Assassin's Creed Valhalla Review
There are plenty of games out in the wild featuring Vikings, or Viking culture, but none have embraced those tenets quite like Assassin’s Creed Valhalla. I say this because, while named “Assassin’s Creed Valhalla”, this is more or less a standalone Viking saga with peppered bits of the titular series thrown in for franchise consistency. Make no mistake, “The Hidden Ones” make an appearance, and our protagonist, Eivor, does learn the ways of the Guild, but at his or her heart, Vikingr blood runs true, and it’s in this embiggened redirection Valhalla sets itself not only apart from most other entries in the series, but also helps elevate it to a perch of near-perfection where this now long-running IP is concerned.
In short, Assassin’s Creed Valhalla is both the best Assassin’s Creed yet, and also the best Viking game, maybe ever.

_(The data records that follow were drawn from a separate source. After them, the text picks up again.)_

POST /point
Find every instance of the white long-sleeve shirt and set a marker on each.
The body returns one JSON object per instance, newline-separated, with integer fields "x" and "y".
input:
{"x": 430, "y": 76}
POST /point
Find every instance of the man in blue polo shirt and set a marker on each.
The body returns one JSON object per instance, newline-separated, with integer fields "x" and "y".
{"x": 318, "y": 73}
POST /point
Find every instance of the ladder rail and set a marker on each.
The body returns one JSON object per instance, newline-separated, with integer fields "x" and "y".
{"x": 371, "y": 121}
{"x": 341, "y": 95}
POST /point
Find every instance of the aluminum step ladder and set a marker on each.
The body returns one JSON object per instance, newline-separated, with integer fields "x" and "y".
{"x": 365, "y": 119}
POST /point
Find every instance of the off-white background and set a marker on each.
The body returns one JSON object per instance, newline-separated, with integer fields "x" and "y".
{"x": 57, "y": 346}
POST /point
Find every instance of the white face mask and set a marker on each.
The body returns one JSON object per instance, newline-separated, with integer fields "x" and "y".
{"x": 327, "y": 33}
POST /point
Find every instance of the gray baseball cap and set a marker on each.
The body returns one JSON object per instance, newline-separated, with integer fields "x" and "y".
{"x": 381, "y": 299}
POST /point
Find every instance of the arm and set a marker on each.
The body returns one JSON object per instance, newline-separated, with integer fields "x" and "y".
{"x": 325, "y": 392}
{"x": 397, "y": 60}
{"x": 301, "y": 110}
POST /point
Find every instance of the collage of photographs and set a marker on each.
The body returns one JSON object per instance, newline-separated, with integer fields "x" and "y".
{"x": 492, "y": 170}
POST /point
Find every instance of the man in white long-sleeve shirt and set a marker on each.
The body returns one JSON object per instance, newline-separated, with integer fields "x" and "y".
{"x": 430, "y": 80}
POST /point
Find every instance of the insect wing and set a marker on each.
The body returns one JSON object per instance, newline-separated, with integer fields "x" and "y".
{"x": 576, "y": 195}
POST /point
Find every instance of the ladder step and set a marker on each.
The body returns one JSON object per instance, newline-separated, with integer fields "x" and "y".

Like Ancient Greek culture before it, the Viking pagan beliefs and lifestyle are effectively IRL videogame in makeup; they arm themselves, they raid to get better gear and loot for economical gain. They build, explore and conquer. They even had an early strategy dice game called Orlog that can be attributed to the creation of games of attrition, strategy and chance. Ostensibly RPG in nature, albeit limited to the number of die rolled, and what each die cast. The Vikings kept pets, they employed servants, and shared stories -- watercooler moments of an ice-age past where no tale was too big, too lost, too poetic, or too much.
Sagas, they’re called.
It’s why we know so little about viking culture and history. The Greeks, Egyptians and Romans kept meticulous written records. Their history remains because they intended it to be poured through by future generations. Their structures and conquests still exist today, but the vikings spoke only in verse and song, in words over the hearth, or upon long voyages within the longship. Nothing of their history is concrete beyond the physical we’ve found and how we’ve sewn a tapestry of their lives and cultures together through an archaeological lens. But it’s what also draws us to this culture; the nomadic lives of feuding clans and the machinations of each between whom to side, and whom to sack.